Dopo anni di iperliberismo, di politiche di aggiustamento strutturale imposte dal Fmi, con la dollarizzazione dell’economia e la conseguente scomparsa della moneta nazionale, il sucre, la distruzione e l’avvelenamento criminale di terra e viventi, pare proprio che l’Ecuador abbia voltato pagina. Il nuovo governo non solo ha convocato e vinto l’Assemblea costituente, ma ha consentito alla società civile, almeno in parte, di riscrivere le regole del contratto sociale. La nuova Carta costituzionale infatti introduce diritti nuovi che segnano un passo in avanti gigantesco nell’azione politica e nelle possibilità dei movimenti di continuare il processo di trasformazione. Una nuova Costituzione che apre un varco normativo nel quale infilarsi costruendo consenso su proposte alternative. Il caso Repsol è riconducibile proprio in questo ambito. La situazione che ha prodotto la rottura dei contratti di sfruttamento petrolifero con la Repsol si basa sul fatto che la multinazionale si è resa indisponibile a cambiare il modello del contratto da quello attuale di «partecipazione», dove il petrolio è dell’impresa, a quello di «prestazione di servizio», dove lo Stato paga per lo sfruttamento del petrolio ma questo rimane di proprietà del paese. Una sottile quanto sostanziale differenza giuridica basata proprio sul fatto che la nuova Costituzione stabilisce che lo Stato è proprietario di tutti i beni comuni, risorse idriche ed energetiche, e che è suo dovere tutelarle e metterle a disposizione della collettività. Un cambiamento non da poco, che si traduce da subito nella fine del modello di controllo delle multinazionale che faceva assomigliare l’Ecuador più al paese dei balocchi che a un paese con sovranità propria. L’Ecuador ha disposto la rescissione unilaterale ed anticipata del contratto con Repsol per «assenza di serietà» durante il processo di rinegoziazione, spiega così il ministro delle miniere e del petrolio, Derlis Palacios. La Repsol non commenta, mentre Palacios ha annunciato che Petroecuador prenderà il posto dell’impresa spagnola continuando a portare avanti i contratti che prevedono lo sfruttamento petrolifero. Sono infatti tre i contratti della Repsol che sarebbero scaduti solo nel 2012 e che Petroecuador si appresta a riscattare. Rispettivamente nel blocco 16, nel blocco Bogi-Capiron ed in quello del Tivacuno, tutti in Amazzonia, dove la Repsol produceva 63 mila barili al giorno.
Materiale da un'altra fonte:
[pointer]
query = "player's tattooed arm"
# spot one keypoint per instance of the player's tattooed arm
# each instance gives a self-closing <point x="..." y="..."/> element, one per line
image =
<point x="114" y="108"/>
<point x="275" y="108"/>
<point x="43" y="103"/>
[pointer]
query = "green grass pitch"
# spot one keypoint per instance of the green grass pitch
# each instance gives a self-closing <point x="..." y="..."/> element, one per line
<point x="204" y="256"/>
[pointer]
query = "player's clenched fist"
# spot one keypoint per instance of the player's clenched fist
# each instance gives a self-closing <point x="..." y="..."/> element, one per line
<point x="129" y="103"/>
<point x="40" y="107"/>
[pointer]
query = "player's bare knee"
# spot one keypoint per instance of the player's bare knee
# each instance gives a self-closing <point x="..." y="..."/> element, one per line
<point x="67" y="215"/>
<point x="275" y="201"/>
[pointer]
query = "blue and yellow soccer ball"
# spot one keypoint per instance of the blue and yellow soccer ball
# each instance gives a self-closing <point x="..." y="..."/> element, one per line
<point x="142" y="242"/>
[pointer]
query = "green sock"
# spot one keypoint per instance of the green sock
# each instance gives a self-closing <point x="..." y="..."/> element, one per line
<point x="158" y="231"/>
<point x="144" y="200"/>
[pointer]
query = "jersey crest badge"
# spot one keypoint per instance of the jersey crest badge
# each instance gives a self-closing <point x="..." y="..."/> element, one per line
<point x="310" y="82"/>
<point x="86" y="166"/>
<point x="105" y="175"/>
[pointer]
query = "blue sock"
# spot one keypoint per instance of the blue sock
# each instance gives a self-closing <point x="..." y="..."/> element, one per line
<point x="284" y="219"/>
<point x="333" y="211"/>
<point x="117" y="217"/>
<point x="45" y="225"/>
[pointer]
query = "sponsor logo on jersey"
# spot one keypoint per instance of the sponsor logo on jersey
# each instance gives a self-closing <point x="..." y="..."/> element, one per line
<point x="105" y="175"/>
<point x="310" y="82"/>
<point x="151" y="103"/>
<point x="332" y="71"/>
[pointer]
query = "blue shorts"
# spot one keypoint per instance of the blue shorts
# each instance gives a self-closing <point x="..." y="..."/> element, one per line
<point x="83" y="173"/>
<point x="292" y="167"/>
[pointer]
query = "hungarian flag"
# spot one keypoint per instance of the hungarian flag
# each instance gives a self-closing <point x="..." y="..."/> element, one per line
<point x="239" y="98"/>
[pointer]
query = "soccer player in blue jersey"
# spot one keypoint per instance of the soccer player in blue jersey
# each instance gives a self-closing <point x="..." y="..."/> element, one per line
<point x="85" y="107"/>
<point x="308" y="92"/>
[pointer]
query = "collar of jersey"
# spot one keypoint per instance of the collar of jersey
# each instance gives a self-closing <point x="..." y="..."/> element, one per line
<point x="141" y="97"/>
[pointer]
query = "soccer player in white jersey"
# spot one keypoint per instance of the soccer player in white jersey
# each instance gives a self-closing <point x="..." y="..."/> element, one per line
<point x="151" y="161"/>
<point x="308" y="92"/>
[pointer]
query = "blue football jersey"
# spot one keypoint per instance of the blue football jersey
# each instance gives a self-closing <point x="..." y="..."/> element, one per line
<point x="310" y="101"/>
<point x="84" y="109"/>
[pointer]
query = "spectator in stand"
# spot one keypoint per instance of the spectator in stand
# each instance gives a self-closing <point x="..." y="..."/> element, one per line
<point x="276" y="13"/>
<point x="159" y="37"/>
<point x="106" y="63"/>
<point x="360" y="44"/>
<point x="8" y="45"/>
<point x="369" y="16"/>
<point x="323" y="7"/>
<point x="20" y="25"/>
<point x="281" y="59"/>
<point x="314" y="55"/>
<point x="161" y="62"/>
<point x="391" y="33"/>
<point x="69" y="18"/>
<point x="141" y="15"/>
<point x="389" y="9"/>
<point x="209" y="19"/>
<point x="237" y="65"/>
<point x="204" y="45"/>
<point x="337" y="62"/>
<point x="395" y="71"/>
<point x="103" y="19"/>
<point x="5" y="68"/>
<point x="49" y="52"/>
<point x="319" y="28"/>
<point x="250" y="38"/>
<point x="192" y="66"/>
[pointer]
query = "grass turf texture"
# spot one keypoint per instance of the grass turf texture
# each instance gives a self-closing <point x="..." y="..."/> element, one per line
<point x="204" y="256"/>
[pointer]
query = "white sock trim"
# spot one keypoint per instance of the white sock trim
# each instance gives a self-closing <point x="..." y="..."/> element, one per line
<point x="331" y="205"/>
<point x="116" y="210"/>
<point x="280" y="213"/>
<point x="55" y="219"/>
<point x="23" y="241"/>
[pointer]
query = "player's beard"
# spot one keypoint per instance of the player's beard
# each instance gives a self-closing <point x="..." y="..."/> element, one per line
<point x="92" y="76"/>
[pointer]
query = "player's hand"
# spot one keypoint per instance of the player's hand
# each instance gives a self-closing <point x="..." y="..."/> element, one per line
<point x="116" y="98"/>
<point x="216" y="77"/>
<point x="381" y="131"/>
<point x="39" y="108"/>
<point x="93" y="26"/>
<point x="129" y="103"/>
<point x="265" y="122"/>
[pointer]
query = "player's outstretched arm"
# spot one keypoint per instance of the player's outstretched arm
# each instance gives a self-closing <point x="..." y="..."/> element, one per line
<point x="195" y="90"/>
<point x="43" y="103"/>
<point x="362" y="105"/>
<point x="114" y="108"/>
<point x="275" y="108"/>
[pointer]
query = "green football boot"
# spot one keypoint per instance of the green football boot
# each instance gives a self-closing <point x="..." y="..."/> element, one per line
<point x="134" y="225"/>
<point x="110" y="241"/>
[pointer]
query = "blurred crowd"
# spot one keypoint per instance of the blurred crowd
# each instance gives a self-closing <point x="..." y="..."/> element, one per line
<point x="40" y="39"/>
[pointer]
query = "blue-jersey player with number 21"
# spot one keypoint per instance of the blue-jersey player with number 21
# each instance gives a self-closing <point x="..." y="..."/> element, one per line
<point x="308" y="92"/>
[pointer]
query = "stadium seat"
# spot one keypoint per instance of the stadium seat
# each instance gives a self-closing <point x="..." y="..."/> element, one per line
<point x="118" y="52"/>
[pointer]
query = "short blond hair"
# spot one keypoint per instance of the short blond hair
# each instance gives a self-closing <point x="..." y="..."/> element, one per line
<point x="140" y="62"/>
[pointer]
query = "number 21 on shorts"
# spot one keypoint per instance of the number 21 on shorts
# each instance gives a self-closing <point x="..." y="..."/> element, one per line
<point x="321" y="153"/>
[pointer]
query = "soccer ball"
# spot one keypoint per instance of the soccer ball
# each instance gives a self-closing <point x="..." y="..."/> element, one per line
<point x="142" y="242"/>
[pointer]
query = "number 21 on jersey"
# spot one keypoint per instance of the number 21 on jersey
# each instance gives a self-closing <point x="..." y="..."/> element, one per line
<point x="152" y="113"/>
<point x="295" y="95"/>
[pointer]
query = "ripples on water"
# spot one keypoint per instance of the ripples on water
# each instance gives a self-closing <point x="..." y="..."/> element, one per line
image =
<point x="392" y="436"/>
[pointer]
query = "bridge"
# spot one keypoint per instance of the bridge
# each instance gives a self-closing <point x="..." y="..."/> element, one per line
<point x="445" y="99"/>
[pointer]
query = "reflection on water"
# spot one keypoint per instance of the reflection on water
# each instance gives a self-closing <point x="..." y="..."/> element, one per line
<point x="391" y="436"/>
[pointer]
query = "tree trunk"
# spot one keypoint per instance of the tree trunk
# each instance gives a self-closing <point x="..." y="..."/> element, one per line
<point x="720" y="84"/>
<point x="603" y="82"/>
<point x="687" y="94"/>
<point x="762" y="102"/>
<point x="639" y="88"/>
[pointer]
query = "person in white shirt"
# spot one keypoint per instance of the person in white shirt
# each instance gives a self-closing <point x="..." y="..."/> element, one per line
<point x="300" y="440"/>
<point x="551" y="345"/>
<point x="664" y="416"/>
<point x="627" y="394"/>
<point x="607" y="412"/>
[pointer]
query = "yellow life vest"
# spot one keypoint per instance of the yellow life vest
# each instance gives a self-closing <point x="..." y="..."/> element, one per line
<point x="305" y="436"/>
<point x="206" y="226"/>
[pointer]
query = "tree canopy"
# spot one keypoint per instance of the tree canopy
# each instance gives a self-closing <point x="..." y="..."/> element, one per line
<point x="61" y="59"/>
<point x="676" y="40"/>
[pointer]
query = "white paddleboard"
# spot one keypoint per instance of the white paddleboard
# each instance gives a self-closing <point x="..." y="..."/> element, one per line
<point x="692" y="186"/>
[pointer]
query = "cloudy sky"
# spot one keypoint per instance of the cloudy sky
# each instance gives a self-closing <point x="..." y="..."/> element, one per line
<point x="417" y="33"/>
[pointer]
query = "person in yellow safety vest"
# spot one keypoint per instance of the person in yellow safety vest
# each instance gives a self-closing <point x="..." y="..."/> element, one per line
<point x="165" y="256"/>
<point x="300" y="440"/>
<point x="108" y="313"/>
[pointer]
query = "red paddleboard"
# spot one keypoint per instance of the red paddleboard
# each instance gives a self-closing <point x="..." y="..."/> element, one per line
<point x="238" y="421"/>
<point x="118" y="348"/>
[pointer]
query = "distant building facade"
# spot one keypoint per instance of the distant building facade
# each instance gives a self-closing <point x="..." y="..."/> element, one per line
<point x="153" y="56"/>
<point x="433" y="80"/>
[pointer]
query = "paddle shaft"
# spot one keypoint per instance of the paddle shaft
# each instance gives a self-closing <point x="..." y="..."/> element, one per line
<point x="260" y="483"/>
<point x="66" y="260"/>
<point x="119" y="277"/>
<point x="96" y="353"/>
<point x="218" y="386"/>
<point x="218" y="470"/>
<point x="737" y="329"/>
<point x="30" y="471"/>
«Lo Stato ecuadoriano non accetta giochi», questo il commento finale del governo. Le altre multinazionali sono avvisate. Il paese dei balocchi ha chiuso e bisognerà abituarsi in fretta a relazionarsi in maniera diversa con i paesi dell’America del Sud, non più disponibili a svendere la propria sovranità in cambio di qualche sacco di riso o di qualche specchietto.